Categories: Electromagnetism | Multivariate calculus

Gauss's law

In physics, Gauss's law gives the relation between the electric flux flowing out a closed surface and the charge enclosed in the surface. Its integral form is:

$\Phi = \oint_A \mathbf{E} \cdot d\mathbf{A} = \frac{Q_A}{\epsilon_0}$

where $\mathbf{E}$ is the electric field, $d\mathbf{A}$ is the area of a differential square on the surface A with an outward facing surface normal defining its direction, $Q A$ is the charge enclosed by the surface, $ε 0$ is the permittivity of free space and $\oint_A$ is the integral over the surface A.

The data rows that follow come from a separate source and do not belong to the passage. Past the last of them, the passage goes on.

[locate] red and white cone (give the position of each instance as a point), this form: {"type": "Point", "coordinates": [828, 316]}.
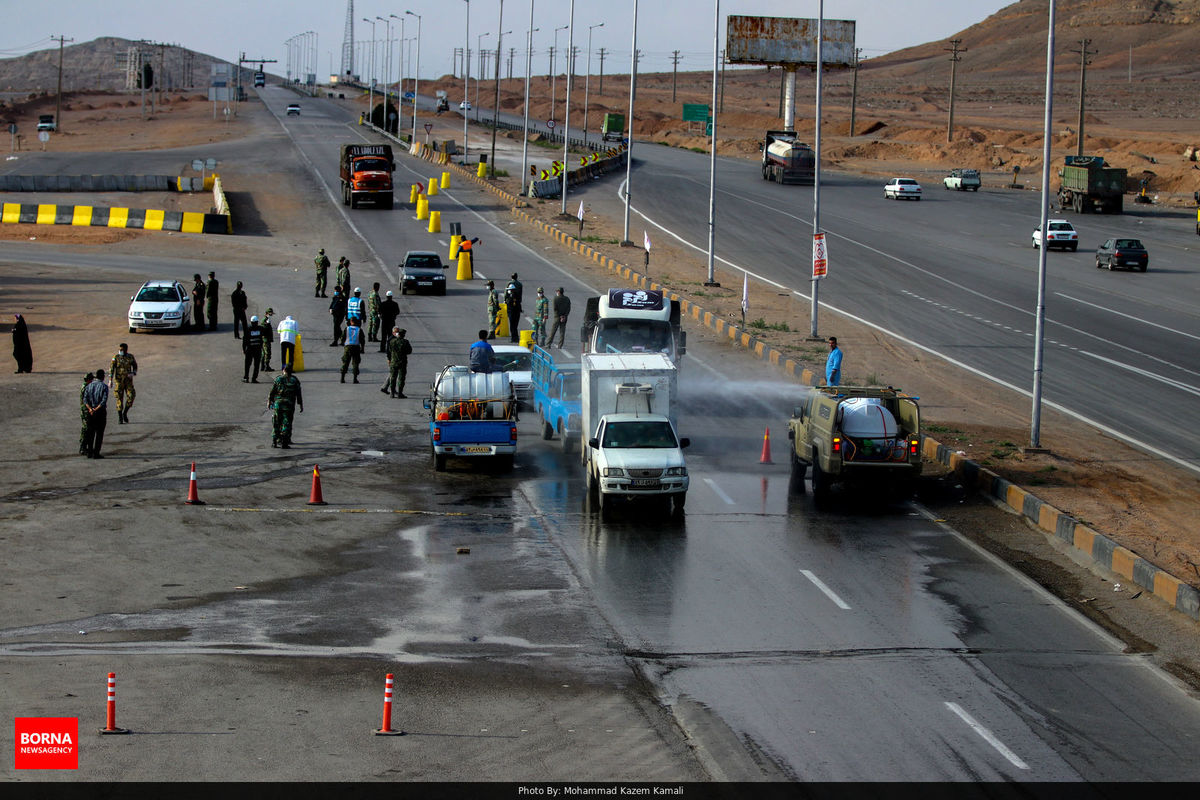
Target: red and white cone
{"type": "Point", "coordinates": [193, 495]}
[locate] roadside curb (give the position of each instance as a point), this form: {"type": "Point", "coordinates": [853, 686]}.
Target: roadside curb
{"type": "Point", "coordinates": [1103, 552]}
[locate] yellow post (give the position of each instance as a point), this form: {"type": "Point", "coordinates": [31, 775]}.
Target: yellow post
{"type": "Point", "coordinates": [465, 272]}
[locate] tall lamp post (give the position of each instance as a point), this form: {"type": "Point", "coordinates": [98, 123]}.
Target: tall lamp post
{"type": "Point", "coordinates": [417, 73]}
{"type": "Point", "coordinates": [587, 84]}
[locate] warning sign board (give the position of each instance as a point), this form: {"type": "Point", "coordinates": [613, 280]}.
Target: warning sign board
{"type": "Point", "coordinates": [820, 260]}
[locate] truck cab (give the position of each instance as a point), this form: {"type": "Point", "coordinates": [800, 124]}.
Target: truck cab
{"type": "Point", "coordinates": [863, 437]}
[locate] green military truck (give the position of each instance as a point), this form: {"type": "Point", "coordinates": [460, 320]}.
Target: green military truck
{"type": "Point", "coordinates": [1087, 185]}
{"type": "Point", "coordinates": [862, 437]}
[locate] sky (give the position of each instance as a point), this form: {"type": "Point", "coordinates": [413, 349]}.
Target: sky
{"type": "Point", "coordinates": [259, 30]}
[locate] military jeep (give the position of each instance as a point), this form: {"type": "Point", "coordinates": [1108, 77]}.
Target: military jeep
{"type": "Point", "coordinates": [863, 437]}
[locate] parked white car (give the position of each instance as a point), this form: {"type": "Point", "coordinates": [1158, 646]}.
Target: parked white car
{"type": "Point", "coordinates": [901, 187]}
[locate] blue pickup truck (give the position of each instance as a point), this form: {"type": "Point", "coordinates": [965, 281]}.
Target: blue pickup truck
{"type": "Point", "coordinates": [557, 398]}
{"type": "Point", "coordinates": [472, 415]}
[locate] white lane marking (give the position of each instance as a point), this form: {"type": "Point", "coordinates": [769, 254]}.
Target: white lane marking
{"type": "Point", "coordinates": [715, 488]}
{"type": "Point", "coordinates": [988, 737]}
{"type": "Point", "coordinates": [828, 593]}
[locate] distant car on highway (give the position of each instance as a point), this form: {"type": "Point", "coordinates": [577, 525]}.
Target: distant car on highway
{"type": "Point", "coordinates": [901, 187]}
{"type": "Point", "coordinates": [1061, 234]}
{"type": "Point", "coordinates": [423, 271]}
{"type": "Point", "coordinates": [1127, 253]}
{"type": "Point", "coordinates": [160, 305]}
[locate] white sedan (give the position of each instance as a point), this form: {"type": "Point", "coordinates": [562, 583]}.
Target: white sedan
{"type": "Point", "coordinates": [901, 187]}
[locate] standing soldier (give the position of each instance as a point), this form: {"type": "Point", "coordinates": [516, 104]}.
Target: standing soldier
{"type": "Point", "coordinates": [285, 398]}
{"type": "Point", "coordinates": [513, 296]}
{"type": "Point", "coordinates": [493, 310]}
{"type": "Point", "coordinates": [265, 324]}
{"type": "Point", "coordinates": [83, 413]}
{"type": "Point", "coordinates": [210, 298]}
{"type": "Point", "coordinates": [373, 313]}
{"type": "Point", "coordinates": [540, 312]}
{"type": "Point", "coordinates": [252, 348]}
{"type": "Point", "coordinates": [397, 364]}
{"type": "Point", "coordinates": [197, 304]}
{"type": "Point", "coordinates": [389, 310]}
{"type": "Point", "coordinates": [322, 264]}
{"type": "Point", "coordinates": [120, 378]}
{"type": "Point", "coordinates": [238, 300]}
{"type": "Point", "coordinates": [288, 330]}
{"type": "Point", "coordinates": [561, 308]}
{"type": "Point", "coordinates": [353, 352]}
{"type": "Point", "coordinates": [337, 310]}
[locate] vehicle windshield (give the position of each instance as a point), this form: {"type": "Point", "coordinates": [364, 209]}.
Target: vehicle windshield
{"type": "Point", "coordinates": [157, 294]}
{"type": "Point", "coordinates": [657, 434]}
{"type": "Point", "coordinates": [513, 361]}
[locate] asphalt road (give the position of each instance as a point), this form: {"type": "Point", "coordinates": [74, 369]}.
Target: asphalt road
{"type": "Point", "coordinates": [755, 639]}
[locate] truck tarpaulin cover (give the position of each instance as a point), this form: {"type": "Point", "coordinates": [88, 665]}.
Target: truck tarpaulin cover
{"type": "Point", "coordinates": [785, 40]}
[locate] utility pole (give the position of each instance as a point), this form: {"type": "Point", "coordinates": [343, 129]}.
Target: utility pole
{"type": "Point", "coordinates": [675, 72]}
{"type": "Point", "coordinates": [58, 102]}
{"type": "Point", "coordinates": [1083, 83]}
{"type": "Point", "coordinates": [853, 89]}
{"type": "Point", "coordinates": [954, 62]}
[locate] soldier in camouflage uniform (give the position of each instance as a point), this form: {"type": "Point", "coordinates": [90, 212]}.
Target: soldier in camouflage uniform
{"type": "Point", "coordinates": [120, 379]}
{"type": "Point", "coordinates": [83, 413]}
{"type": "Point", "coordinates": [285, 398]}
{"type": "Point", "coordinates": [373, 313]}
{"type": "Point", "coordinates": [267, 340]}
{"type": "Point", "coordinates": [322, 264]}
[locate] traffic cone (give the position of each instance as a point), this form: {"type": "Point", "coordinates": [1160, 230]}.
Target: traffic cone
{"type": "Point", "coordinates": [193, 497]}
{"type": "Point", "coordinates": [315, 498]}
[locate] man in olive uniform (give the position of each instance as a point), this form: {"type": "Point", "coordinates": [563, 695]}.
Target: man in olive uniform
{"type": "Point", "coordinates": [373, 313]}
{"type": "Point", "coordinates": [285, 398]}
{"type": "Point", "coordinates": [120, 378]}
{"type": "Point", "coordinates": [210, 298]}
{"type": "Point", "coordinates": [322, 264]}
{"type": "Point", "coordinates": [267, 338]}
{"type": "Point", "coordinates": [493, 310]}
{"type": "Point", "coordinates": [397, 364]}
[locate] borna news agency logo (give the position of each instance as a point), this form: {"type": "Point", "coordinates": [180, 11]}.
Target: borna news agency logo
{"type": "Point", "coordinates": [46, 743]}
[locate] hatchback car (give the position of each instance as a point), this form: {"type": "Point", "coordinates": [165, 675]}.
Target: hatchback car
{"type": "Point", "coordinates": [423, 271]}
{"type": "Point", "coordinates": [517, 362]}
{"type": "Point", "coordinates": [1127, 253]}
{"type": "Point", "coordinates": [1061, 234]}
{"type": "Point", "coordinates": [901, 187]}
{"type": "Point", "coordinates": [160, 305]}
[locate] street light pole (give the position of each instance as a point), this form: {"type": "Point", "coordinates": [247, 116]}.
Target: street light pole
{"type": "Point", "coordinates": [587, 83]}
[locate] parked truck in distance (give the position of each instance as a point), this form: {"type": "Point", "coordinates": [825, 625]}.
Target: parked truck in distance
{"type": "Point", "coordinates": [633, 451]}
{"type": "Point", "coordinates": [557, 400]}
{"type": "Point", "coordinates": [472, 415]}
{"type": "Point", "coordinates": [634, 320]}
{"type": "Point", "coordinates": [863, 437]}
{"type": "Point", "coordinates": [366, 174]}
{"type": "Point", "coordinates": [612, 128]}
{"type": "Point", "coordinates": [786, 160]}
{"type": "Point", "coordinates": [1087, 185]}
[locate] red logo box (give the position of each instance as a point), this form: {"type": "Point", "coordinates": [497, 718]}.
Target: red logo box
{"type": "Point", "coordinates": [46, 743]}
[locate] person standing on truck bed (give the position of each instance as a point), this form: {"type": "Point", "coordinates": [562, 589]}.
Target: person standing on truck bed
{"type": "Point", "coordinates": [833, 364]}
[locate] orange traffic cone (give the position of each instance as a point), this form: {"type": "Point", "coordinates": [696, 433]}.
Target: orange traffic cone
{"type": "Point", "coordinates": [193, 497]}
{"type": "Point", "coordinates": [315, 498]}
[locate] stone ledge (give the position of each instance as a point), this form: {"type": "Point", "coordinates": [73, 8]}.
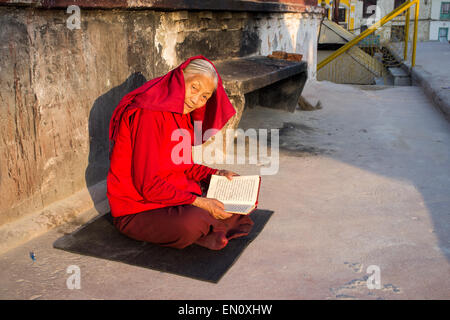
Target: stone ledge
{"type": "Point", "coordinates": [80, 207]}
{"type": "Point", "coordinates": [432, 88]}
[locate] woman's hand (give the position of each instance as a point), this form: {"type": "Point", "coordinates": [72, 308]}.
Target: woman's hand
{"type": "Point", "coordinates": [226, 173]}
{"type": "Point", "coordinates": [213, 206]}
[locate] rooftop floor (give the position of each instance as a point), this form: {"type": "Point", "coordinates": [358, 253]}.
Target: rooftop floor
{"type": "Point", "coordinates": [363, 181]}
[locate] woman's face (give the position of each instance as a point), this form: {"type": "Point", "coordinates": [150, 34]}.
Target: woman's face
{"type": "Point", "coordinates": [199, 88]}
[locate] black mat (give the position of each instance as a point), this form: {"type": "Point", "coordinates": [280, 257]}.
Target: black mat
{"type": "Point", "coordinates": [99, 238]}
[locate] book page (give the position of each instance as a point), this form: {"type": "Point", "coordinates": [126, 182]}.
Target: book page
{"type": "Point", "coordinates": [240, 190]}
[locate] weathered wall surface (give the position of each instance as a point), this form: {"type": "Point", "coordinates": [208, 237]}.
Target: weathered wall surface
{"type": "Point", "coordinates": [59, 87]}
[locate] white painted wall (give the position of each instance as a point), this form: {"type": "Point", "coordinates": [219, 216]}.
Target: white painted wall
{"type": "Point", "coordinates": [434, 29]}
{"type": "Point", "coordinates": [436, 9]}
{"type": "Point", "coordinates": [291, 32]}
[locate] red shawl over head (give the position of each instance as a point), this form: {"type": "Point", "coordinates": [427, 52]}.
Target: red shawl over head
{"type": "Point", "coordinates": [166, 93]}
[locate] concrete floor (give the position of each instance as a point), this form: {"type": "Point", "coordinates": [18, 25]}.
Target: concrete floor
{"type": "Point", "coordinates": [363, 181]}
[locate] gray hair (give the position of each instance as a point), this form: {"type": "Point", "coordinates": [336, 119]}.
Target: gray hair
{"type": "Point", "coordinates": [201, 66]}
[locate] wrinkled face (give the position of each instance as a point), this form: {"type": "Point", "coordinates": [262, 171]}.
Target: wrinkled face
{"type": "Point", "coordinates": [199, 88]}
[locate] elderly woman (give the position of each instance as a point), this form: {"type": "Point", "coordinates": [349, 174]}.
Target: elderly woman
{"type": "Point", "coordinates": [153, 198]}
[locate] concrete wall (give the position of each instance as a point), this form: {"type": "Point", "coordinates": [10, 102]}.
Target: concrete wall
{"type": "Point", "coordinates": [59, 87]}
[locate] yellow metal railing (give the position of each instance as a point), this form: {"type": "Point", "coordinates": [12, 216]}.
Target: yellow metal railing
{"type": "Point", "coordinates": [402, 8]}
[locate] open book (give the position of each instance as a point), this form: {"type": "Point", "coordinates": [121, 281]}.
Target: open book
{"type": "Point", "coordinates": [240, 195]}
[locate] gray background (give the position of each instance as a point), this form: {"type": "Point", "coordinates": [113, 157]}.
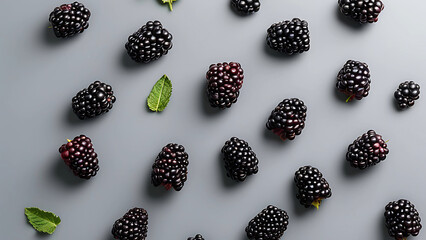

Its partial differential form is:

$\nabla \cdot \mathbf{D} = \rho$

where $\nabla \cdot$ is the divergence, D is the electric displacement field (in units of C/m²), and ρ is the free electric charge density (in units of C/m³), not including dipole charges bound in a material

In linear materials, the equation becomes:

$\nabla \cdot \epsilon \mathbf{E} = \rho$

where $ε$ is the electrical permittivity

In the special case of a spherical surface with a central charge, the electric field is perpendicular to the surface, with the same magnitude at all points of it, giving the simpler expression:

$E=\frac{Q}{4\pi\epsilon_0r^2}$

where E is the electric field strength at radius r, Q is the enclosed charge, and ε₀ is the permittivity of free space. Thus the familiar inverse-square law dependence of the electric field in Coulomb's law follows from Gauss' law.

Gauss's law can be used to demonstrate that there is no electric field inside a Faraday cage without electric charges. Gauss's law is the electrostatic equivalent of Ampère's law, which deals with magnetism. Both equations were later integrated into Maxwell's equations.

It was formulated by Carl Friedrich Gauss in 1835, but was not published until 1867. Because of the mathematical similarity, Gauss's law has application for other physical quantities governed by an inverse-square law such as gravitation or the intensity of radiation. See also divergence theorem.